For the past 3 decades, Australia has been progressively implementing punitive and cruel policies against people seeking asylum by boat. These policies have been maintained by successive Australian governments resulting in systemic torture and abuse of refugee/asylum seeker adults and children, and deaths in custody.

We don’t need any more inquiries or reports, we need action NOW. We eX-detainees urge hospitals and universities to immediately divest from detention-connected security companies as they are complicit in the continuous violation of the human rights of detainees and refugees in Australian detention centres.

A large thank you to the eX-detainee community including the overseas contingent who have put their heart and soul into supporting this campaign.
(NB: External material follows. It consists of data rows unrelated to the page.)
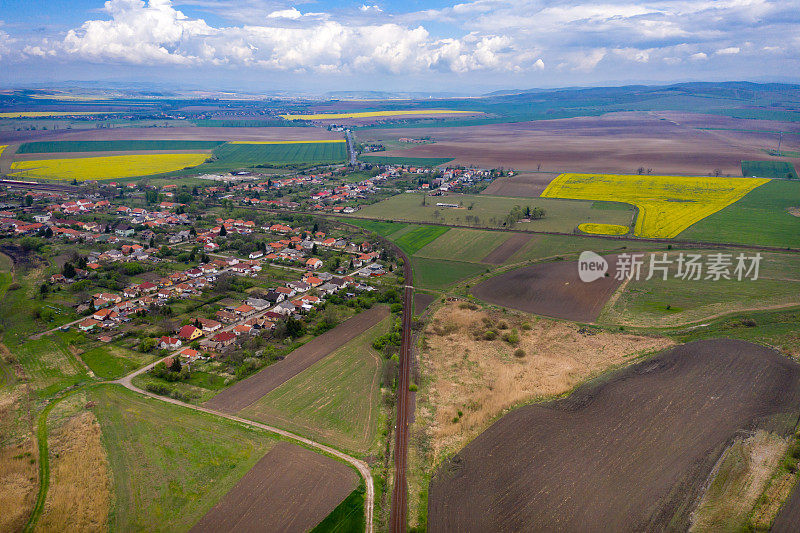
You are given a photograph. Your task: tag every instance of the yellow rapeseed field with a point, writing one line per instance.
(366, 114)
(667, 204)
(110, 167)
(288, 142)
(36, 114)
(603, 229)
It is very triggering and alarming for eX-detainees who have survived torture and abuse to bear the burden of having to relive our trauma and initiate these types of discussions with institutions such as hospitals or universities. But we know, the weight is on our shoulders and leading campaigns directly by the eX-detainees makes it more authentic.

Our voices and ongoing survival do matter and we need greater transparency from hospitals that are intended to ethically and safely support and proote the health and well being of all human beings without discrimination. Thank you to the researchers, web designers and volunteers including the interstate contingent who have been working on this campaign for the last few years.

Campaigns like this are beginning to create a groundswell of support for detention divestment. More than one hundred musicians divested from Australia’s refugee detention industry in solidarity with eX-detainees and current detainees facing ongoing torture and abuse: https://www.riserefugee.org/more-than-100-musicians-divest-from-australias-refugee-detention-industry-in-solidarity-with-rise-ex-detainees/. RISE eX-detainees wholeheartedly welcome this action taken by the musicians who stand with us. RISE eX-detainees have been working with a group of Australian based musicians over the last three years via Eclipse, a musicians collective, to achieve this important solidarity pledge.

Detainees and eX-detainees are not disposable.  We call on employees, students and trade unions whose members work in universities and hospitals to stand with refugee detainees and eX-detainees in this campaign.

We demand hospitals and universities to divest from the detention industry immediately and sever ties with this industry.